There was no effect of the MVP intervention on body composition and diet quality (Table 3). In the additional analysis considering sex, body fat decreased after the intervention in women only in the MVP group (−1.2 ± 2.6 kg, p < 0.05, Supplementary Table S1), however, without differences between groups. Participant engagement was low; overall, 50% of the MVP group did not access the platform. Among those who accessed the platform, 37.5% accessed it less than 10 times, 29.2% accessed it between 10 and 24 times, and 33% accessed it more than 24 times.

Table 3.

Effects of My Viva Plan on Body Composition and Diet Quality

 
Control group
MVP group
Time × group interaction
Baseline
Twelve weeks
Baseline
Twelve weeks
Per protocol * Mean SD Mean SD Mean SD Mean SD p a
Weight (kg) 64.2 12.1 65.4 11.3 65.4 11.2 65.6 11.6 0.84
BMI (kg/m2) 22.7 3.8 23.6 3.2 22.8 3.7 23.1 5.1 0.27
Body fat (%) 22.9 7.7 21.9 8.2 25.4 6.4 23.5 6.7d 0.22
Body fat (kg) 14.7 6.1 14.2 6.3 16.9 5.3 15.5 5.7d 0.23
Lean mass (kg) 49.4 10.4 50.4 10.6c 49.1 8.8 50.1 9.7c 0.96
Diet quality score 53.6 24.9 54.7 25.9 53.7 21.7 45.9 20.2c 0.11
Intention to treat** Mean 95% CI Mean 95% CI Mean 95% CI Mean 95% CI p b
Weight (kg)
64.2
61.0–67.7
64.7
64.2–70.5
65.1
62.0–68.6
65.3
62.5–68.0
0.42
BMI (kg/m2)
22.9
21.0–23.9
23.0
22.0–26.0
23.3
22.4–24.2
23.4
22.5–24.4
0.71
Body fat (%)
23.4
21.4–25.6
22.3
20.1–24.7
24.2
22.1–26.4
22.4
16.5–22.8
0.70
Body fat (kg)
15.7
13.6–18.0
14.6
12.6–16.9
14.9
12.9–17.1
13.5
20.8–25.9
0.52
Lean mass (kg)
49.2
46.2–52.1
50.6
47.0–47.8
49.6
47.0–52.0
50.6
47.8–53.5
0.42
Diet quality score 53.7 50.4–56.0 54.4 49.5–57.5 53.4 51.4–56.3 45.9 47.3–51.2 0.67
*

n = 45 (control group) and n = 35 (My Viva group).

**

n = 49 (control group) and n = 48 (My Viva group).

a

ANCOVA with adjustment for the baseline observation when variables were not homoscedastic at baseline in the per-protocol analysis or bintention-to-treat analysis adjusted by sex.

c

p < 0.05 and dp < 0.01 versus baseline by paired t-test.

Discussion

This study examined the effects of a web-based tool on perceived stress, diet quality, and body composition in first-year university students. No significant changes were observed in any outcome measure. Although body fat mass decreased in women in the intervention arm, there were no differences between the intervention and control groups. These findings should be interpreted with caution in view of the very low access of the MVP platform.
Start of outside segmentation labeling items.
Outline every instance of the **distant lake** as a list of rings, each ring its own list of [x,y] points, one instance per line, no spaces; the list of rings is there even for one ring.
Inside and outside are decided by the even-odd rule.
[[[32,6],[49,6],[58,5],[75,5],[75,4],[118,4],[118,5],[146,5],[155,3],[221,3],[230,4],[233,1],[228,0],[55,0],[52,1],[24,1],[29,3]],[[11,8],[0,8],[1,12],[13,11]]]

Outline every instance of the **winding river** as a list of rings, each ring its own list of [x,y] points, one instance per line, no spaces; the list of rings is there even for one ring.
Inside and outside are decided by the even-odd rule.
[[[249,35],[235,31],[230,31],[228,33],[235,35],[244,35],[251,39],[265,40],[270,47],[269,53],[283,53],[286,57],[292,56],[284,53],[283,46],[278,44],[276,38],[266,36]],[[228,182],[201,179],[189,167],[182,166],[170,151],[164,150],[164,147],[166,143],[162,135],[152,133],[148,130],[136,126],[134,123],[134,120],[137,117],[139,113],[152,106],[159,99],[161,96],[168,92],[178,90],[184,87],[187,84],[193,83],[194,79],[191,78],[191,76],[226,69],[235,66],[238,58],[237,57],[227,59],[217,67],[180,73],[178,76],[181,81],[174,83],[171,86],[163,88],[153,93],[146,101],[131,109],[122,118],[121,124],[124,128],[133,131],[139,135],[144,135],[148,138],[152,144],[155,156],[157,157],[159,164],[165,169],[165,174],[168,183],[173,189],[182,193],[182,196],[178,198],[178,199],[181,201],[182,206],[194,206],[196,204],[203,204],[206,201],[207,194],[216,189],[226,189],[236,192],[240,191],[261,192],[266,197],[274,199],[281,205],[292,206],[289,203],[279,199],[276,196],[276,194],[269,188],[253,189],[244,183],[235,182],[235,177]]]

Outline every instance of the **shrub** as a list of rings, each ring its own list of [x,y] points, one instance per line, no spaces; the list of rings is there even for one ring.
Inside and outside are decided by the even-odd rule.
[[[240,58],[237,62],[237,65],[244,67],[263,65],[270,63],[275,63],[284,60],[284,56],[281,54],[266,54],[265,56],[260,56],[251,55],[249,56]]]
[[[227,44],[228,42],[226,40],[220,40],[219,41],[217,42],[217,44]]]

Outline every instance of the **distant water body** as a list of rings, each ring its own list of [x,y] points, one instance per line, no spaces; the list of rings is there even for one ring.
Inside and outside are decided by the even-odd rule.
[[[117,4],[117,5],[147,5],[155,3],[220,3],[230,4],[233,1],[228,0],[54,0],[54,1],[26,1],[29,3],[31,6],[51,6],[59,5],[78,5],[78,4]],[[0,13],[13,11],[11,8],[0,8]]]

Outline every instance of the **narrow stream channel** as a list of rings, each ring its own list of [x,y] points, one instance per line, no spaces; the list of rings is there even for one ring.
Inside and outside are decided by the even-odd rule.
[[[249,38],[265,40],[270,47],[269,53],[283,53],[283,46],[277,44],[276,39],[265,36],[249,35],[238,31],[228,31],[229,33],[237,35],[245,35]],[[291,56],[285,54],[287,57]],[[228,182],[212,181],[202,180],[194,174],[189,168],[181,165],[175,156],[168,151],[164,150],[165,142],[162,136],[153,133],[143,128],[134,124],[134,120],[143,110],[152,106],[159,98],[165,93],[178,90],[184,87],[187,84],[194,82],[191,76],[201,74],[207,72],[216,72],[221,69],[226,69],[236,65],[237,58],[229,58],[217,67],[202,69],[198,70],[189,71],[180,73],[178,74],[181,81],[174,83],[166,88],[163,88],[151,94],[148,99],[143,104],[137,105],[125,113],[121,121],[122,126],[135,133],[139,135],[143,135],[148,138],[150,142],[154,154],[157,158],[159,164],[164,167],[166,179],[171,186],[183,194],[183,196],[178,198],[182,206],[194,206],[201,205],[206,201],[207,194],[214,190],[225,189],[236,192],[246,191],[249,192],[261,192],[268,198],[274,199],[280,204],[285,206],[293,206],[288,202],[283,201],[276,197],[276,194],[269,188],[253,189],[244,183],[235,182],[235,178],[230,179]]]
Our findings are consistent with previous randomized clinical trials involving e-health, in which college students showed low adherence to the intervention.21 A previous study highlighting difficulties in maintaining user engagement showed that access to a popular platform (Localytics) across more than 2.7 billion devices and 37,000 mobile and web apps was low; 23% of users used the app only once, while 39% of users returned to the app for 11 or more sessions.22

Considering these low engagement rates, constant follow-up and encouragement may be needed to improve adherence in future studies involving university students. A limitation of this study was the lack of control over usage time when accessing the program.
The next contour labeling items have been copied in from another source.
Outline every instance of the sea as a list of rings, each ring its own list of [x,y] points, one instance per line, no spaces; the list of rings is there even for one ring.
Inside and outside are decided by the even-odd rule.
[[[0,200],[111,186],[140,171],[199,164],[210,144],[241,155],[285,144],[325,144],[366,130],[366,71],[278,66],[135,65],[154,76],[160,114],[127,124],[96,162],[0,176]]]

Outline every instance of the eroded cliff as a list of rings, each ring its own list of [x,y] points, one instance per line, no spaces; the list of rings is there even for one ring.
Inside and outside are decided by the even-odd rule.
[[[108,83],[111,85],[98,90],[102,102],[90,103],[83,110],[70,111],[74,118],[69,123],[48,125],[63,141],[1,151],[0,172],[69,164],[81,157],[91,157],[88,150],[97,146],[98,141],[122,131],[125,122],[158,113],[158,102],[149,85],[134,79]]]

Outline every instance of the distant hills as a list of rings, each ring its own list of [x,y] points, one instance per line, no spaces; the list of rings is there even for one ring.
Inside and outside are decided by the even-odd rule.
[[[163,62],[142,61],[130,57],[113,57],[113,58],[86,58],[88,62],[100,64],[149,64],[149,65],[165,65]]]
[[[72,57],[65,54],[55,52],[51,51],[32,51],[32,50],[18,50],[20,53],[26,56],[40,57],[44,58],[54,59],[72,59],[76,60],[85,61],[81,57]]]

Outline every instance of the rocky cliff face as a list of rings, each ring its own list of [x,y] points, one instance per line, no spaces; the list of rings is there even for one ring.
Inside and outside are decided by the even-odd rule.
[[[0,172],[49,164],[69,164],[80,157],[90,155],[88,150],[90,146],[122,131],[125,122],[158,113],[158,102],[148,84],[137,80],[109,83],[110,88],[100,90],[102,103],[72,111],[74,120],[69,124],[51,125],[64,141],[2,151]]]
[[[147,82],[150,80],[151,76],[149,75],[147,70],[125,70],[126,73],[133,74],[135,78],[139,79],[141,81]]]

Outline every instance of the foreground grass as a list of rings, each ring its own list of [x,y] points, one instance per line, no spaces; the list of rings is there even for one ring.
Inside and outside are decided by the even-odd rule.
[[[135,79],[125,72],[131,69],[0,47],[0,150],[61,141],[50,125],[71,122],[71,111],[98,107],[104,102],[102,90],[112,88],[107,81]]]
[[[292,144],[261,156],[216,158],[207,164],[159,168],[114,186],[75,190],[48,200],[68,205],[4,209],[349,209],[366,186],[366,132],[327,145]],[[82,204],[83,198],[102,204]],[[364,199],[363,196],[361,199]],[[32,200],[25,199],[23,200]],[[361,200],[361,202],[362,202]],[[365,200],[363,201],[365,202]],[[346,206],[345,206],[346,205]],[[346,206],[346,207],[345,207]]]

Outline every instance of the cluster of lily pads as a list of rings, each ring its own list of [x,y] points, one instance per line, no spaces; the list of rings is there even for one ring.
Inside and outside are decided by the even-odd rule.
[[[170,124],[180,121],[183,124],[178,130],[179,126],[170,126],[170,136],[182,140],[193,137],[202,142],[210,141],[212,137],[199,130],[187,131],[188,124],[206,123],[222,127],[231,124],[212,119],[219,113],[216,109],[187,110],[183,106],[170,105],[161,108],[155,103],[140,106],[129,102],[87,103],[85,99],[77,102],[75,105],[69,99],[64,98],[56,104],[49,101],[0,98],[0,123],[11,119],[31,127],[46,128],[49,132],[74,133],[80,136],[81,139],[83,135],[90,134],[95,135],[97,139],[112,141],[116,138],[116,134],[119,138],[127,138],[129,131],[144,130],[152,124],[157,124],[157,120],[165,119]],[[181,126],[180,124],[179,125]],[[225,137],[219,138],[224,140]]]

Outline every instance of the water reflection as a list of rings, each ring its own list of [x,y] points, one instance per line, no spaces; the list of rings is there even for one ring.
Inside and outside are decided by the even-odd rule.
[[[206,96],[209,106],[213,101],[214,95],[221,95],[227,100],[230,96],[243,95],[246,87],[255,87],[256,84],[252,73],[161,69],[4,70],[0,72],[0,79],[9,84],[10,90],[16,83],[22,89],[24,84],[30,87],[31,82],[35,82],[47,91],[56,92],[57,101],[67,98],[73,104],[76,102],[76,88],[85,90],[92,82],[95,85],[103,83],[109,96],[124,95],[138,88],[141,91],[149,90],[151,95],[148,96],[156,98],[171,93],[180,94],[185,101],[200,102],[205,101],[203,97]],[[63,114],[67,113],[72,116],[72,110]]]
The low rate of access hereby observed may be related to the characteristics of our cohort of healthy young individuals. Previous studies in clinical populations, such as individuals with cancer,23 hypertension,24 or asthma,25 have reported higher engagement and adherence to e-health interventions compared with ours. These findings suggest that the need for disease self-monitoring and care may play a special role in motivation and adherence to web-based interventions.

We speculate that health awareness and motivation for disease prevention are lower in this group of healthy and young individuals. Notably, we did not assess readiness to change and therefore we are unable to comment on whether students were interested in engaging in preventive health behavior or if their motivation was related to information access (e.g., body composition data) and/or to the study compensation.

An additional consideration is that user engagement is shaped by socio-contextual influences, such as the role played by family members and the broader cultural setting.26 In fact, we have previously shown that living arrangements, financial conditions, and high stress levels during examinations appeared to be important barriers to engaging with the MVP application.10 Thus, maintaining engagement can be especially difficult for university students, and low adherence, as reported previously,27,28 could explain our findings.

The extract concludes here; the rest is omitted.